Ces directeurs qui rendent leurs étudiants fous
Des associations de la province dénoncent le manque d’encadrement à la maîtrise et au doctorat
Épuisement, sentiment d’être abandonnés, résultats de recherche sabotés. Partout au Québec, des étudiants de maîtrise et de doctorat se retrouvent emprisonnés dans un climat toxique et terminent leur parcours au bord de la dépression.
« Deux années de cauchemar. » C’est ainsi que Kevin (nom fictif) décrit la période qu’il a passée à travailler sur son mémoire de maîtrise.
Pendant plus d’un an, son directeur n’était jamais disponible pour commenter son travail et l’a pratiquement laissé à lui-même ( voir autre texte).
Des étudiants terminent chaque année leurs études au bord de la détresse psychologique en raison du manque d’encadrement de leur directeur. Plusieurs sont forcés d’abandonner ou de prolonger leurs études, dénoncent quatre associations étudiantes qui préparent actuellement une étude ou un document sur le sujet.

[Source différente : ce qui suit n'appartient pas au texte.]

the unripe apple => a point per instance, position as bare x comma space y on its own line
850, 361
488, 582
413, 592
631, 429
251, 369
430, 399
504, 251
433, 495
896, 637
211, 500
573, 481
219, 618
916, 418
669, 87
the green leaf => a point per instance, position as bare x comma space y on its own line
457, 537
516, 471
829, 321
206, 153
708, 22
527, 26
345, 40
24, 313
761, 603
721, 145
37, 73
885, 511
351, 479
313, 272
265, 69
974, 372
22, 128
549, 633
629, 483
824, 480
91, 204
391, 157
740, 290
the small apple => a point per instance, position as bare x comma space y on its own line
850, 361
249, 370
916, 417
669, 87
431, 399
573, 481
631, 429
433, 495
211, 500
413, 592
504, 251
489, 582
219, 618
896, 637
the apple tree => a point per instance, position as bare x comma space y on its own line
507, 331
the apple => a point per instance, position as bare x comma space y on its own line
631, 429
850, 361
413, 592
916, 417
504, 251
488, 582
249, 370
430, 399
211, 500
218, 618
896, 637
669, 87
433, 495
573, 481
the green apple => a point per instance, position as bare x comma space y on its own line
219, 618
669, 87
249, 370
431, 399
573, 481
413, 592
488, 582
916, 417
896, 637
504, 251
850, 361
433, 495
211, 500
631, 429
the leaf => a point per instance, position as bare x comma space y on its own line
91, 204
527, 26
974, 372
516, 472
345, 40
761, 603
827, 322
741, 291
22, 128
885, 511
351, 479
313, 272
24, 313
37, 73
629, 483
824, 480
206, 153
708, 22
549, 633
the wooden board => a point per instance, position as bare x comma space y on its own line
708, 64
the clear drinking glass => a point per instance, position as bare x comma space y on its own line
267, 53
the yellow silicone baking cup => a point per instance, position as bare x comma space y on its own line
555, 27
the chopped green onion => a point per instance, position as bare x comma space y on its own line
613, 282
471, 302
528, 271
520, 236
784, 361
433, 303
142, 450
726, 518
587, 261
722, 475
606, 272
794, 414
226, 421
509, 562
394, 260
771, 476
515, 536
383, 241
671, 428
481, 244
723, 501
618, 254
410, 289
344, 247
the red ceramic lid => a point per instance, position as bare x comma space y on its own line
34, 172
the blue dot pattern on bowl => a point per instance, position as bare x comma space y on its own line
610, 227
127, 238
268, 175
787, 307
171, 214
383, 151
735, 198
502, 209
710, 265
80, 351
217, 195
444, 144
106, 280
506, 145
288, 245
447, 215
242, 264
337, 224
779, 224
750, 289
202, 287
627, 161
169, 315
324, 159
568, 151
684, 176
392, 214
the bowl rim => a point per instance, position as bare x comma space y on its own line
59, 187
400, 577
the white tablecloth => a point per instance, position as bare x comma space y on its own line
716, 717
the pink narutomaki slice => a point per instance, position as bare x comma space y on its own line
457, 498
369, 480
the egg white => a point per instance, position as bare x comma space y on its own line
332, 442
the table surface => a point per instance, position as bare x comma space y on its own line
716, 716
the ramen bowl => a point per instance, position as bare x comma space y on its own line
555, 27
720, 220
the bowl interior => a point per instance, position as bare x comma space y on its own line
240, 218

Le Journal a parlé à cinq universitaires qui, comme Kevin, ont préféré taire leur vrai nom par crainte de représailles.
« BELLE ÉPAISSEUR »
« Ton document a une belle épaisseur » est la seule rétroaction qu’a reçue Alicia (nom fictif) de sa directrice de thèse à propos du fruit d’un an de travail. Tout au long de son doctorat à l’université Laval, celle-ci lui a aussi fait vivre un enfer en changeant constamment d’idée et en rabaissant sa besogne, raconte-t-elle.
Cet hiver, dont plusieurs mois après avoir fini ses études, elle faisait encore des cauchemars reliés à cette relation malsaine qui l’a plongée en dépression.
L’encadrement des étudiants qui doivent passer des années à rédiger un mémoire ou une thèse est particulier parce qu’il repose généralement sur un seul professeur. Si la relation est mauvaise, tout le parcours en est teinté.
Par exemple, un chercheur de l’université de Montréal voulait tant que son laboratoire publie dans les revues scientifiques qu’il entretenait un climat de compétition en montant ses étudiants les uns contre les autres.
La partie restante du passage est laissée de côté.